The courtroom itself was carefully choreographed to hide certain facts. Jurors never learned Patterson had been in custody since late 2023, nor did they witness the emotional or off-guard moments that occurred when they were out of the room — from her tears before the trial began to a moment of laughter shared with guards. Witnesses, too, had behind-the-scenes interactions and media-savvy exits that the jury didn’t see.
Another intriguing piece of ruled-out evidence was the so-called “cat post” — a 2020 Facebook entry from one of Patterson’s accounts to a mushroom identification group, claiming her cat had vomited after chewing on a mushroom. Prosecutors alleged she didn’t own a cat and argued the post revealed an interest in poisonous fungi. But the judge deemed it irrelevant, given how far removed it was from the 2023 events.

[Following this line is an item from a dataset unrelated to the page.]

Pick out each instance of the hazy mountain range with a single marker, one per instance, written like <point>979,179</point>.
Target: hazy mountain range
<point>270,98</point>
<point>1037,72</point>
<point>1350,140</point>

Even the structure of the case was shaped by legal decisions. Prosecutors had wanted all seven charges — the lunch-related ones and the Simon Patterson allegations — tried together, citing similarities in circumstances. The judge disagreed, fearing prejudice, and ordered separate trials. The second set of charges was abandoned on the eve of the first.
In the end, the jury decided Patterson’s fate based only on what they were allowed to hear. The public, however, now knows there was far more to the story — a web of alleged actions, earlier incidents, and personal details that never made it into their deliberations, but which continue to fuel the intense public fascination with this case.